“People in general, but also groups and organisations, have a blind spot in their view of reality. This is due to the simple fact that, when we’re immersed in our everyday lives and our usual mental patterns, we all tend not to see certain aspects of what’s going on. Social Presencing Theatre uses physical representation of the roles and stakeholders in a system (e.g. a working team, a department within a firm or a whole organisation) to provide an opportunity to ‘watch from the outside’ and see what was previously difficult to see. And an awareness of new perspectives helps us to avoid repeating the same patterns of action and to find new possible actions”.
Telling us about this is Sandra Ermacora, a Peoplerise partner who recently, together with colleagues Francesca Natale, Maria Grazia Magazzino and Lara Belleardita, organised an experimental Social Presencing Theatre event at the Copernico business centre in Milan; the subject of the performance was the Italian National Health System.
“It’s a method we use with firms”, Sandra explains, “to get people and groups to become aware of aspects which they had previously not considered or had seen differently. It’s an extremely rapid way of gathering valuable information – which would otherwise be difficult to obtain – and of seeing the system and its dynamics from a different angle. The performance is led by the body rather than the mind. We guide the participants to ‘feel’ situations instead of reasoning them. And it sometimes happens that we start the Social Presencing Theatre thinking that the problems to be solved pertain to certain aspects, but through the performance we realise there are other issues that need addressing.”
In Social Presencing Theatre – a technique which forms part of Embodied Learning – an established method must be followed, conceived by choreographer Arawana Hayashi and developed through research activities carried out by the Presencing Institute at MIT in Boston.
Participants can choose whether to take an active part in the performance (as actors), physically playing the roles of stakeholders in the relevant scenario, or to be observers, who pay attention to the dynamics of the performance and afterwards share what they have seen with the entire group.
“Prior to the performance, the stakeholders in the relevant context are identified”, Sandra continues. “In the case of our event based on the health system, we identified the roles of doctor, patient, Dr Google, the patient’s family, the clinical capacity (to view every aspect of the patient), research, funding, trust and technology. Social Presencing Theatre involves giving a voice to elements which are not physical people, but which play an important part in the system”.
And since the aim is to reveal what an organisation needs in order to evolve, the stakeholders represented always include the people on the margins of the system in question, together with the earth, understood as our planet and the best possibility for the future of that particular system.
“Sometimes additional stakeholders are added to those identified during the preparatory phase, on the suggestion of the group”, Sandra points out. “For example, in the health system event, the participants requested the insertion of non-medical staff as a legitimate party in the system.
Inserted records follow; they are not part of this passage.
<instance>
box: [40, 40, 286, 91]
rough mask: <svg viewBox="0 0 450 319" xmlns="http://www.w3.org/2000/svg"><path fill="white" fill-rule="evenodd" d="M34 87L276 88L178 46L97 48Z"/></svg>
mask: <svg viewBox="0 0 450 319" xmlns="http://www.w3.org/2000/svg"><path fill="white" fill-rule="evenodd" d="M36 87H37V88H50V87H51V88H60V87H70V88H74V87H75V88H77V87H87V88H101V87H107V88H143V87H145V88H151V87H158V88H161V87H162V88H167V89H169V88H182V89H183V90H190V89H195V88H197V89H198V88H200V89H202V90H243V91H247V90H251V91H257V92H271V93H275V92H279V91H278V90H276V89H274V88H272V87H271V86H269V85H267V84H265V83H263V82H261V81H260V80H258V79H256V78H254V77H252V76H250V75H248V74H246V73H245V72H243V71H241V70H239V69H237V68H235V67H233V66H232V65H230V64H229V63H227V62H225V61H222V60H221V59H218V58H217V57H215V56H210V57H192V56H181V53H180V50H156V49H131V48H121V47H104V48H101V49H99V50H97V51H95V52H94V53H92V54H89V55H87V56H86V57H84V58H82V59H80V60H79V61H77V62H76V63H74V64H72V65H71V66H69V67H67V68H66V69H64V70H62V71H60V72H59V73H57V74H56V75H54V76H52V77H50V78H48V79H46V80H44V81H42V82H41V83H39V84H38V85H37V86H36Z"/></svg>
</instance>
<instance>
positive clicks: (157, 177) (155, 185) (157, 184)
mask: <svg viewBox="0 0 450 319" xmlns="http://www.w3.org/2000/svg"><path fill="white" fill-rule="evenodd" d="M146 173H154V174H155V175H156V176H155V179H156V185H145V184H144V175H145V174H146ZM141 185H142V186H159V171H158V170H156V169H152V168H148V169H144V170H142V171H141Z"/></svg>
It may also happen that nobody offers to play a role we’ve identified. This means that particular element is not important in the context, so it is eliminated. In any case this is another point for reflection.”
To play these voluntary roles, each person is asked to find a space to occupy on stage and to assume a physical position; these are not dictated by reasoning but by the trust placed in their own bodies, without asking why.
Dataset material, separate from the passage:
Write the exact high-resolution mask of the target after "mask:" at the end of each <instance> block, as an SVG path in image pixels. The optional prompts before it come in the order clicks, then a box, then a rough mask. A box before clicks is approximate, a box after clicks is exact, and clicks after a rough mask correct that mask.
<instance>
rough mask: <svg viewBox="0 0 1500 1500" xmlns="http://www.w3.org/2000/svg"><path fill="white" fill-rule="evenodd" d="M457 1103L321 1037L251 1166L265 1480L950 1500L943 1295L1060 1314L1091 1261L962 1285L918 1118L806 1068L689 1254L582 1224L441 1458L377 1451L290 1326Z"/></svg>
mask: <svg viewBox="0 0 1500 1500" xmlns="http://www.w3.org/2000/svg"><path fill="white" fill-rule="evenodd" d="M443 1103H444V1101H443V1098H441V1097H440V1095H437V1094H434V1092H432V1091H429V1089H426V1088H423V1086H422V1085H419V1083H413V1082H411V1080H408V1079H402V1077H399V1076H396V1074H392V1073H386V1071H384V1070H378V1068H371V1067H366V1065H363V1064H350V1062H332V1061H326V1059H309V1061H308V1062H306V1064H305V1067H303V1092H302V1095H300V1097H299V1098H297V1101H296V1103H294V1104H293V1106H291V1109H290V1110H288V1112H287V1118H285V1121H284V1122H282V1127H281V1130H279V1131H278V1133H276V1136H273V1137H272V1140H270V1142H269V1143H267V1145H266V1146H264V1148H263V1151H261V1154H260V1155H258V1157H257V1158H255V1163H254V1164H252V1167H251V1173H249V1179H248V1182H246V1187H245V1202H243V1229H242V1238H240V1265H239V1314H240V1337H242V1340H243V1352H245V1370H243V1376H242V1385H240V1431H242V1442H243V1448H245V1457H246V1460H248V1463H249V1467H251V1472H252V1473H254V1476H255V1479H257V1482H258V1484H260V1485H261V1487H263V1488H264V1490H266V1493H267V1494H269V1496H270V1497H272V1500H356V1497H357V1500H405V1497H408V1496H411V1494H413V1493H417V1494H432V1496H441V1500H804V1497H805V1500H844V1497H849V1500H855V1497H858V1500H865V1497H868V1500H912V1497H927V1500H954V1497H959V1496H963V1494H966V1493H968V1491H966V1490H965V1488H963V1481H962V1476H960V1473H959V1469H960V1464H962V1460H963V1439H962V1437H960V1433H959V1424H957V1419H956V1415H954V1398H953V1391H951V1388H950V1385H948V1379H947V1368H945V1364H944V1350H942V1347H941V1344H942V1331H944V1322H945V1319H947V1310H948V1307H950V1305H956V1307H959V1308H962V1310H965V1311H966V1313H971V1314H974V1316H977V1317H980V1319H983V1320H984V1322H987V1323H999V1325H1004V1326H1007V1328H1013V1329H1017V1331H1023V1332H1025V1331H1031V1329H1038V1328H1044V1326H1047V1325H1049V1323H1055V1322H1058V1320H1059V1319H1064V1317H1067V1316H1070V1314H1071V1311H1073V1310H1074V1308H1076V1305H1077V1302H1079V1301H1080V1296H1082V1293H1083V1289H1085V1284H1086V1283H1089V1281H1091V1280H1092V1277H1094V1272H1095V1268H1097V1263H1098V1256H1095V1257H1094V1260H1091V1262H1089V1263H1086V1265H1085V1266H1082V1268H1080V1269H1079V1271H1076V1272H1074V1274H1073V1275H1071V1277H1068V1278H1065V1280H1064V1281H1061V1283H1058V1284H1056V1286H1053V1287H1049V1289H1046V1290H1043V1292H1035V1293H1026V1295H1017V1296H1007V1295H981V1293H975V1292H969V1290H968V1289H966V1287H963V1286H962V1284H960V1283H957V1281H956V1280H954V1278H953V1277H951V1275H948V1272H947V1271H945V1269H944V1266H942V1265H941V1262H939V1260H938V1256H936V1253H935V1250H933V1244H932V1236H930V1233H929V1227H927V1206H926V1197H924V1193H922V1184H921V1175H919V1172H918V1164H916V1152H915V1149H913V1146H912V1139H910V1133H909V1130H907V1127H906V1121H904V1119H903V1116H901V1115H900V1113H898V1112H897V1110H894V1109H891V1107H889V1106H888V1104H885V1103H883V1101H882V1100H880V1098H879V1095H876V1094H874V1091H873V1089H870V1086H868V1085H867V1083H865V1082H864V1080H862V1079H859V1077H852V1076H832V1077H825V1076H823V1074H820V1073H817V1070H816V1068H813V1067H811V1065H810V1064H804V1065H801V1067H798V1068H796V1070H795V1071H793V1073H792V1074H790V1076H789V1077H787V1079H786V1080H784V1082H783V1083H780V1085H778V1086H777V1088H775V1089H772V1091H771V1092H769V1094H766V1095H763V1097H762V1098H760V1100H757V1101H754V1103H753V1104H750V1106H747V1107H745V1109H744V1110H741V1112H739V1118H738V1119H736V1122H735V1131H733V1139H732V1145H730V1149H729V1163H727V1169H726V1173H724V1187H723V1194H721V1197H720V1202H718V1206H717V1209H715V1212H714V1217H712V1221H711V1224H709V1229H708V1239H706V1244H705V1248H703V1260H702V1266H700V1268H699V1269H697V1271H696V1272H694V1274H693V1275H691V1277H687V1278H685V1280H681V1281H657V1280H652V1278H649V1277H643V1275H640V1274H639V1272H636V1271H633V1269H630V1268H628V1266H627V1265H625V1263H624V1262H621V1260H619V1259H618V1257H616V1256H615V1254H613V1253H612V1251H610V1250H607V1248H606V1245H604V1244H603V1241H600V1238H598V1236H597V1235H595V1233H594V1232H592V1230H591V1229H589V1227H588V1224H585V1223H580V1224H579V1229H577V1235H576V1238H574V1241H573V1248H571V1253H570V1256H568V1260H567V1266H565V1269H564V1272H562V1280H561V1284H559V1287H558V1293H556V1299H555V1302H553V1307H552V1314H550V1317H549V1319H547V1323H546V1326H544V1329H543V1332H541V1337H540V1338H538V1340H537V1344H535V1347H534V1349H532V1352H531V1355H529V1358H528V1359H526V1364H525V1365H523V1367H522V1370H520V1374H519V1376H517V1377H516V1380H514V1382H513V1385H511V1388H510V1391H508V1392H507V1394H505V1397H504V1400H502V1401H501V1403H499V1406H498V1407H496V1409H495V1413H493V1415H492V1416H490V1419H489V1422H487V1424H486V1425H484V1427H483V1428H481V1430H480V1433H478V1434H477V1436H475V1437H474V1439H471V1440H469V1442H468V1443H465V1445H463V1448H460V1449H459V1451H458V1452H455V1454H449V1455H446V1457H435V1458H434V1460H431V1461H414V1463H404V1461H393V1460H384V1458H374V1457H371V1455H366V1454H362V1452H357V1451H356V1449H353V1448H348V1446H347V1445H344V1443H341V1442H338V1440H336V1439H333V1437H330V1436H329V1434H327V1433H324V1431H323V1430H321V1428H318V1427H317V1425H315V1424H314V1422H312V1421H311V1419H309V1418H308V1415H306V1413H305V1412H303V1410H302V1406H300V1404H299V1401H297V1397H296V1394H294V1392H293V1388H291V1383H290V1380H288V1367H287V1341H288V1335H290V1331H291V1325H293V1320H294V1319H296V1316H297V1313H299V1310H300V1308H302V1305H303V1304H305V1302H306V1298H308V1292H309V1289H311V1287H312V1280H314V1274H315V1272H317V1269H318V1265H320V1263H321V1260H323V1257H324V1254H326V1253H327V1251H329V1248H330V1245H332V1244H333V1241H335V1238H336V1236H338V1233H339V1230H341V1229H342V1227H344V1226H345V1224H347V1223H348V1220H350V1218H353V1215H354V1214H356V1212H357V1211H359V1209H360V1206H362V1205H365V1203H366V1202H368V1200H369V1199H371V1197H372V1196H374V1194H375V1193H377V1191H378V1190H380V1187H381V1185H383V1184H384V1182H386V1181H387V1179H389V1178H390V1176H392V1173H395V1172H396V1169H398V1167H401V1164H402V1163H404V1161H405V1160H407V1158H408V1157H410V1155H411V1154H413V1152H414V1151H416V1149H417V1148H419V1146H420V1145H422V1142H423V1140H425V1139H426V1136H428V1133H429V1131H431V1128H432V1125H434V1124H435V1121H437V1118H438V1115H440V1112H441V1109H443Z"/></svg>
“Once the positions have been taken up”, Sandra explains, we ask the person playing the role to say a phrase, what he or she feels that character wants to say, without thinking. We then ask the actors to get in touch with their emotions. After a few minutes – because when systems are under stress they tend to move in search of a new equilibrium – we check to see if anyone feels the need to change position, and we suggest they do so. Usually at this point one person moving causes others to move too, because within a system, any movement leads to a reaction. Once in their new positions, we ask each person to say something else. This new phrase therefore constitutes a portrayal of the natural evolution of the system, its evolutionary trend. The aim is actually to visualise new possibilities of action.”
The difference between the start and the finish, then, lies in the fact that the initial configuration represents the system as it is at the current moment, while the shift to the second configuration emerges as ‘movements’ that the system needs to make in order to evolve, to implement the transformation it seeks.
“When the performance closes, we begin what we call the debriefing”, Sandra concludes. “We ask the actors what struck them, how they felt, what surprised them, what they saw. The focus is always on the feelings and what’s felt by the body. And this is when the blind spots emerge. The facilitators then give a summary of what emerged. The important issues are presented to the decision-makers, helping them to take a different view as they evaluate what should be done, which measures to adopt and how to prioritise. This is a source of information that couldn’t be collected in any other way.”